Abolition

Challenges


Image: Pro-slavery political cartoon showing some against the abolitionist movement (Seymour, 1832).

The abolitionist movement faced social backlash and political roadblocks.

“[We cannot] conceive any proposition in the present state…more injurious to the wellbeing of our domestic concerns…to abridge the sources of our riches, our revenue, and our power.”
— Manchester-based cotton manufacturers in their 1806 petition ("Petition from Manufacturers...", 1806).
“I consider to have proved [the Anti-Slavery Society] a curse…and which will eventually prove a curse to the nation.”
— Sir C. B. Codrington, a slave owner, in the 1832 Anti-Slavery Monthly Reporter (Macaulay, 1832).
“It must be by some other class of the human species…[who can] endure that degree of labour and fatigue which no Europeans could do.”
— Sir William Pulteney, slave owner, in 1805 abolition debate ("Slave Trade Volume 3...", 1805).

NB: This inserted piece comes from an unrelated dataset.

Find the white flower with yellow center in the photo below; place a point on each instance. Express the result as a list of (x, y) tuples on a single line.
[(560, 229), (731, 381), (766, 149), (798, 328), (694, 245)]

In 1783, Parliament rejected a Quaker motion to ban the slave trade. William Wilberforce attempted to pass bills to prohibit slave importation into the West Indies annually from 1792-1799 and 1802-1805, but was consistently rejected (Thorne, 1986; "Great Britain Abolishes Slavery: 1833", 2014).

Painting: The House of Commons in 1793 (Hickel, 1793).

“In 1805 an abolition bill failed in Parliament, for the eleventh time in 15 years…Thomas Clarkson was sent on a tour of the committees nationwide to rally support for a second petitioning campaign.”
— UK Parliament ("Parliament Abolishes the Slave Trade", 2011).
Business and slave owners detested the movement, prolonging the Act's difficult passage through Parliament.

(Slaves Cutting the Sugar Cane, 1823).